YEKATERINBURG: Luis Suárez will be chasing redemption on Friday when Uruguay face Egypt in his first World Cup appearance since being thrown out of the tournament in 2014 for biting Italian defender Giorgio Chiellini.
The controversial Barcelona striker, 31, was described on the eve of their first game in Russia as “more mature” by Uruguay coach Óscar Tabárez.
The next few days and weeks will be the time to prove it because Suárez will be past his prime or even retired by the time the next World Cup comes around, in Qatar in 2022.
The livewire forward’s history with the World Cup is a chequered one.
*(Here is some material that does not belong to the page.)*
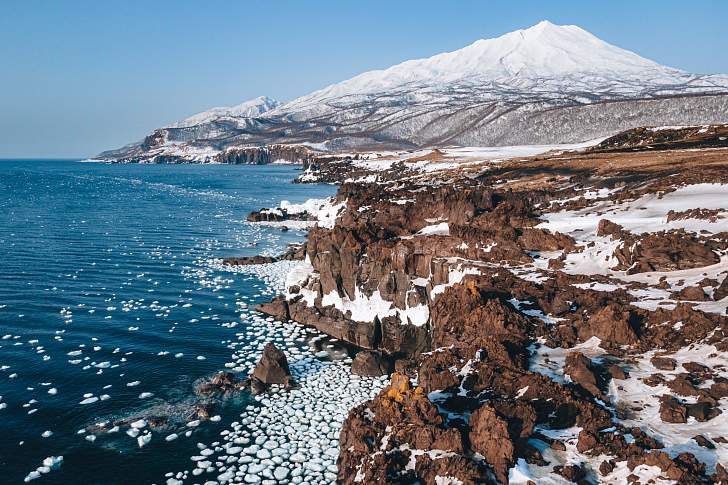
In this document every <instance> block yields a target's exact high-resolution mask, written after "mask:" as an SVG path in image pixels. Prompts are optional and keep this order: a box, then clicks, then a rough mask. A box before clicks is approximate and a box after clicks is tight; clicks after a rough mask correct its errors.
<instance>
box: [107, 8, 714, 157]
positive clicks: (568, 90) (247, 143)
mask: <svg viewBox="0 0 728 485" xmlns="http://www.w3.org/2000/svg"><path fill="white" fill-rule="evenodd" d="M270 106H271V107H272V105H270ZM726 121H728V76H725V75H695V74H690V73H687V72H684V71H681V70H678V69H673V68H669V67H665V66H662V65H660V64H658V63H656V62H653V61H651V60H648V59H645V58H642V57H640V56H638V55H637V54H635V53H633V52H630V51H627V50H624V49H620V48H618V47H615V46H612V45H610V44H608V43H606V42H603V41H602V40H600V39H598V38H597V37H595V36H593V35H592V34H590V33H588V32H586V31H584V30H583V29H581V28H579V27H576V26H557V25H554V24H551V23H550V22H545V21H544V22H541V23H539V24H537V25H535V26H533V27H531V28H529V29H524V30H517V31H515V32H511V33H508V34H505V35H503V36H501V37H498V38H496V39H487V40H479V41H476V42H474V43H473V44H471V45H469V46H467V47H464V48H463V49H460V50H457V51H454V52H448V53H443V54H438V55H436V56H433V57H430V58H426V59H418V60H412V61H406V62H403V63H401V64H398V65H396V66H393V67H390V68H389V69H385V70H376V71H370V72H366V73H363V74H361V75H359V76H356V77H354V78H351V79H349V80H347V81H343V82H341V83H337V84H333V85H331V86H328V87H326V88H324V89H321V90H319V91H316V92H314V93H311V94H309V95H306V96H303V97H301V98H298V99H295V100H293V101H291V102H289V103H286V104H283V105H279V106H277V107H273V109H270V110H266V111H264V112H261V113H260V114H256V113H255V112H253V113H249V112H247V111H245V110H240V111H239V112H237V113H233V112H230V111H225V110H222V111H219V110H211V111H209V112H205V113H202V114H200V115H195V116H193V117H192V118H188V119H187V120H185V121H183V122H180V123H177V124H175V125H172V126H170V127H167V128H162V129H159V130H155V132H154V133H152V134H151V135H150V136H149V137H147V138H146V139H145V140H144V142H142V143H138V144H134V145H131V146H129V147H125V148H124V149H122V150H117V151H114V152H107V153H105V154H102V156H101V157H102V158H107V159H113V160H122V161H217V162H226V161H227V162H229V161H236V162H238V161H240V160H241V158H240V157H234V159H231V157H229V156H228V155H227V152H228V151H229V150H236V153H238V152H239V151H240V150H241V147H245V146H265V145H269V144H271V143H276V144H308V145H312V144H313V146H316V147H317V148H319V149H325V150H331V151H336V150H351V149H372V148H403V147H417V146H437V145H517V144H534V143H538V144H553V143H573V142H580V141H584V140H587V139H592V138H596V137H599V136H606V135H610V134H613V133H615V132H618V131H621V130H624V129H628V128H632V127H635V126H640V125H674V124H701V123H720V122H726ZM200 154H203V155H200ZM242 160H246V158H245V157H243V158H242Z"/></svg>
In 2010, Suárez was sent off in extra time in the quarterfinals for stopping a certain goal with his hand, and Uruguay went on to beat Ghana on penalties.
Four years ago in Brazil, Suarez tried to take a lump out of Chiellini and was subsequently banned for several months. It was the third time during his career that he had bitten an opponent.
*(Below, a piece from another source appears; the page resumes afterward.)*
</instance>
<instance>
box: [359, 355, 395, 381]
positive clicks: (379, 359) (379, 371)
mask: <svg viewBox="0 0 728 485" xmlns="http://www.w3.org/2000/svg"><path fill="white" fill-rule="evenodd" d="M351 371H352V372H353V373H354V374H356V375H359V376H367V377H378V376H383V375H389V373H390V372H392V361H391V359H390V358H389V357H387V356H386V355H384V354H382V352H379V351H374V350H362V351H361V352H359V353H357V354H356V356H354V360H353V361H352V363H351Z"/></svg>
But from pantomime villain castigated the world over except in Uruguay, Suárez has mostly recovered his reputation.
He left Liverpool for Barcelona in 2014 for 81.7 million euros (RM378 million) and has been a regular scorer at the Camp Nou, scoring 152 goals in 198 games for the Spanish champions and racking up half as many assists.
Suárez, who appears to have a better temperament as he ages, has been similarly prolific for Uruguay and, alongside Paris Saint Germain’s Edinson Cavani, is part of one of the most potent attacking duos at the World Cup.
The pair will be licking their lips at the prospect of getting stuck into the defence of a Saudi Arabian team thrashed 5-0 by hosts Russia in the World Cup opener on Thursday.
But first it is Mohamed Salah’s Egypt on Friday, and Uruguay boss Tabárez is expecting Suárez to show he has changed for the better since the disgrace of 2014.
“Luis Suárez is no doubt more mature now and he has matured a great deal,” said Tabárez, the 71-year-old veteran who leads a Uruguayan side tipped as possible finalists by some.
“What happened in Brazil is part of real life and of course a lesson to achieve more maturity not only as a footballer but also in other parts of his life, such as his family.”
If Uruguay beat Egypt in front of Yekaterinburg Arena’s curious two temporary stands they will finally banish Uruguay’s unwanted recent record – they have not won their opening game at a World Cup since 1970.
“We think we are cursed, we are cursed,” said Tabárez, who insisted that he hopes Egyptian talisman Salah will be fit after three weeks out injured with a shoulder problem.
Uruguay face the Saudis next Wednesday and Russia on June 25 in their final Group A game.